Shortly thereafter, I visited friends. Their four-year-daughter was playing on the floor and turned the jar with Coca-Cola, from which her father drank. Her eyes widened in alarm for a moment, she cried »Oh!» And then added: »Nothing, nothing,» picked up a can of coke, put it, and ran for the paper towel to wipe the puddle. Girl almost unconsciously repeating what she had heard from his parents at his previous blunders. She realized his fault, but already knew what mercy. The fact that she had to hear and perceive in the family, has become a part of her soul.

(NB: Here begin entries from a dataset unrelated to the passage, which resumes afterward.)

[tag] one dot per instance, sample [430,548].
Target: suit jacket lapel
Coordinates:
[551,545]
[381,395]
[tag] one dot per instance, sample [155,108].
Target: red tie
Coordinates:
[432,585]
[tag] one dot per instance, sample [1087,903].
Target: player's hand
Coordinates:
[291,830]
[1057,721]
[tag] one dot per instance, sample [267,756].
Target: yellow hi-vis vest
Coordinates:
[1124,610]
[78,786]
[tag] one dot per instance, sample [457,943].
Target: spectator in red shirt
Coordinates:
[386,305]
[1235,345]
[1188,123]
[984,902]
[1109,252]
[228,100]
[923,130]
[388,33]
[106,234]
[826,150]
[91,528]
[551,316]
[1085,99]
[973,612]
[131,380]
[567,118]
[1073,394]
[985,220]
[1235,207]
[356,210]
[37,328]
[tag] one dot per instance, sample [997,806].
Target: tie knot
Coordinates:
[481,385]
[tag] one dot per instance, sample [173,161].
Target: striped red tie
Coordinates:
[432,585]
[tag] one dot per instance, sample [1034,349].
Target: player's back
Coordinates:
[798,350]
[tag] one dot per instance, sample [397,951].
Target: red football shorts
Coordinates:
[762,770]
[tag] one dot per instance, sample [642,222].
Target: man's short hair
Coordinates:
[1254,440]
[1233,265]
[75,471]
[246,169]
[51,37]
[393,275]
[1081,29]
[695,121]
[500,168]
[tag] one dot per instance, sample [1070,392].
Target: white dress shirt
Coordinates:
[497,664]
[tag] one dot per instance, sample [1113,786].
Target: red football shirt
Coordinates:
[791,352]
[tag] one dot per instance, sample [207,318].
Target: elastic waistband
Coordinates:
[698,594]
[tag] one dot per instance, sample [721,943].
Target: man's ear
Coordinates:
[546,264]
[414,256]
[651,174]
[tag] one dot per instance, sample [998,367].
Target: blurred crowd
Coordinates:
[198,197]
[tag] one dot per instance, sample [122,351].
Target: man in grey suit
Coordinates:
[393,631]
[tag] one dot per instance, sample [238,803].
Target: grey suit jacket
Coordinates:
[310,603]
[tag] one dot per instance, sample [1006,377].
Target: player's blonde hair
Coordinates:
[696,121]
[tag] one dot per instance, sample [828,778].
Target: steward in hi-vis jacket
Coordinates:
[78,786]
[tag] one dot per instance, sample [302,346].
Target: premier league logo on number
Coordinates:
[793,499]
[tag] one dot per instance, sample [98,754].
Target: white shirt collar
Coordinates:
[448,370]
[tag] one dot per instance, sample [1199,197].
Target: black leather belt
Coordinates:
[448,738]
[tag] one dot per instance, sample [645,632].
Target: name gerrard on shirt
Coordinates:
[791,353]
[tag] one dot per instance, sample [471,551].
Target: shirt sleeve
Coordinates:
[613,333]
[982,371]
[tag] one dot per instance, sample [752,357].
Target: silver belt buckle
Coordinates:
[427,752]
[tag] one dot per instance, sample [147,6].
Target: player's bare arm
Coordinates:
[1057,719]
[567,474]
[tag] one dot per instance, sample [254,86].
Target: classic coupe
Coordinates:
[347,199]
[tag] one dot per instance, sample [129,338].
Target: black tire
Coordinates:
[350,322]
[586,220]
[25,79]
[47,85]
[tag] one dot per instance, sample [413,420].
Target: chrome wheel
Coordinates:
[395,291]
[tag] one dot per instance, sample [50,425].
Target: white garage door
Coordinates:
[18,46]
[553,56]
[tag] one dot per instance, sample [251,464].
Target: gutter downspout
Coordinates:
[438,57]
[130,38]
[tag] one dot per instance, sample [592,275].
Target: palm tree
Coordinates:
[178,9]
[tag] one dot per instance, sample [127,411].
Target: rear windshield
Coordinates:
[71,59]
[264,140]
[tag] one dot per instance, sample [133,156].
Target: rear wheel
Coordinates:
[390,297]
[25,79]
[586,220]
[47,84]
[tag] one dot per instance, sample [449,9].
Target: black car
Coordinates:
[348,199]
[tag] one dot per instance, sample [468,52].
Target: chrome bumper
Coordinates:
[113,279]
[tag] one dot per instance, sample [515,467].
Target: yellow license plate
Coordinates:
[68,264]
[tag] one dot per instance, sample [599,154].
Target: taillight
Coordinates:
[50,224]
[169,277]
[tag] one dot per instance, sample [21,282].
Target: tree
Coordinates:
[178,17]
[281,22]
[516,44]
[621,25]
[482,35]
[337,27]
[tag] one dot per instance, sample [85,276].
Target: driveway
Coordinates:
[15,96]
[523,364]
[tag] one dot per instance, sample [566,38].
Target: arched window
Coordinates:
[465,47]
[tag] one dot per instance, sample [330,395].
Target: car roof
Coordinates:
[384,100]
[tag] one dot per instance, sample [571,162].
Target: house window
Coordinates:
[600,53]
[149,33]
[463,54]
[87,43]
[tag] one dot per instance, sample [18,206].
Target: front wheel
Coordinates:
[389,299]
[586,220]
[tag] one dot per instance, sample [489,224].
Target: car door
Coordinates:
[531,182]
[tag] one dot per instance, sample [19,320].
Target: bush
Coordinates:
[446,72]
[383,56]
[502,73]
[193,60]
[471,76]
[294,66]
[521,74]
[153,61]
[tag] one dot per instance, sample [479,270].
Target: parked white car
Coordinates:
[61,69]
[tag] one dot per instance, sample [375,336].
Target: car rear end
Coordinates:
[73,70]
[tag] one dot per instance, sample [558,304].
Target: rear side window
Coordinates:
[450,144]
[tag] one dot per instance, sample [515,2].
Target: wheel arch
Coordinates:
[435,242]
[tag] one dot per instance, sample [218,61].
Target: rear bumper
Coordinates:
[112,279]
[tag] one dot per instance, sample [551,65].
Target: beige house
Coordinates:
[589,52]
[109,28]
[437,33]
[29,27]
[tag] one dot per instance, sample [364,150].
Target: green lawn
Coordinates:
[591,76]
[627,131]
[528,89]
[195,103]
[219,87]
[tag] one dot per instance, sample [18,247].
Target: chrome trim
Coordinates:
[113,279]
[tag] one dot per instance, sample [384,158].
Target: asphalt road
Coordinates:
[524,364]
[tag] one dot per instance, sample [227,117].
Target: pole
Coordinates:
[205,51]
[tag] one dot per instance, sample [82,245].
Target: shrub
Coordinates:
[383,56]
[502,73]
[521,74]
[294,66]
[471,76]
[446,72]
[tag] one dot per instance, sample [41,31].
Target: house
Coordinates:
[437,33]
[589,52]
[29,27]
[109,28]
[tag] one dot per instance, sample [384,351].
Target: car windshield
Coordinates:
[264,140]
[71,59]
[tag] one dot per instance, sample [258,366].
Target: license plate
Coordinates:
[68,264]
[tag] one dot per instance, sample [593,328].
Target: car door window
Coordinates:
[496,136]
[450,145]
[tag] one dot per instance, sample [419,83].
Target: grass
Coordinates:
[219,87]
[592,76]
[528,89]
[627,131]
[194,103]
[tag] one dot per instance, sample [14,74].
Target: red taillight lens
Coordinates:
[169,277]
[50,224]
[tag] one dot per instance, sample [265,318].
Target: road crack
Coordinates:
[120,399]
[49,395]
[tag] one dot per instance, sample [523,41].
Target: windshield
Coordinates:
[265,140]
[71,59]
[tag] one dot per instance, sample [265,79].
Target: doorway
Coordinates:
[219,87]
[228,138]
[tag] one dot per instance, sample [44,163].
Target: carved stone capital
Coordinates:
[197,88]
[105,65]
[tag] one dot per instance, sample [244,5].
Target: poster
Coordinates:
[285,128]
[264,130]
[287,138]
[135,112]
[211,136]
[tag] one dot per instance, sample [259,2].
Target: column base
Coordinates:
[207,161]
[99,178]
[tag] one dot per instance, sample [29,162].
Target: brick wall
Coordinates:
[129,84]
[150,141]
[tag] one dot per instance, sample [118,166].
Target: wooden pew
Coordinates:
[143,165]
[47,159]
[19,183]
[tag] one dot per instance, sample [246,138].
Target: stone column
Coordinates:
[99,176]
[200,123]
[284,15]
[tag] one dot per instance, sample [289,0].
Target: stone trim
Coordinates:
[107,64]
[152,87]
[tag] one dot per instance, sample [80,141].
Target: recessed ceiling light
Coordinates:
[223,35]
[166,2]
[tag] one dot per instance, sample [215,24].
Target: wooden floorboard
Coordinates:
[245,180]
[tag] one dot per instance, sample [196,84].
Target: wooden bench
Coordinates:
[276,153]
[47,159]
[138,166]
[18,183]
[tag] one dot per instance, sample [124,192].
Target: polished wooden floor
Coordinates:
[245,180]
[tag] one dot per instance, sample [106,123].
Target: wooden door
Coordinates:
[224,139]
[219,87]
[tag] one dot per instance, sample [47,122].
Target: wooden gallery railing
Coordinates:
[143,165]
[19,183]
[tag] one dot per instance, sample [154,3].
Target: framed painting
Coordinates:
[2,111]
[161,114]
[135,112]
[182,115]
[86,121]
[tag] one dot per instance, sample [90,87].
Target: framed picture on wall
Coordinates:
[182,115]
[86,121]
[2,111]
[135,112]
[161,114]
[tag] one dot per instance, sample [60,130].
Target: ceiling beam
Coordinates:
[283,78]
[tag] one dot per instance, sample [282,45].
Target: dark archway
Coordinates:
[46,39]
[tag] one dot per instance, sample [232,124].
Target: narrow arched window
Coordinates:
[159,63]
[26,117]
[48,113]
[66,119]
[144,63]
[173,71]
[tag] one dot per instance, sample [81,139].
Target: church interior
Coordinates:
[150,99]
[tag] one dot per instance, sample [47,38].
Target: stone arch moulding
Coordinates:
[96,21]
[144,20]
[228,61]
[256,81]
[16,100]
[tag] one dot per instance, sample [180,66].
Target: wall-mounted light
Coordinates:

So, the principle is simple: that was outside will eventually inside. Soft, comfort, encouragement, promiseforgiveness voice perceived by the child in the process of relationship, become a part of him, accompanying him throughout life. Notes, instructions, manuals, intelligent confrontation, the punishment will be incorporated as part of the individual and help adult stick to a certain direction in life. However, if the child does not perceive these qualities together, he himself will not be able to combine them in yourself.

Give your child a favor and give him the truth. Do not give him one over the other. Let him understand that truth and reality his side, they are not hostile to it. In this sense the combination of truth and grace: Grace explains to the child that loved ones - on his side, that they stand behind him; It shows them the truth the reality of the world and a way to survive in it. Give your child both.

Mercy and truth - two necessary elements forEducation wonderful children. However, you will need one more ingredient - we'll talk about it in one of the articles of the category «Six traits needed for each child.»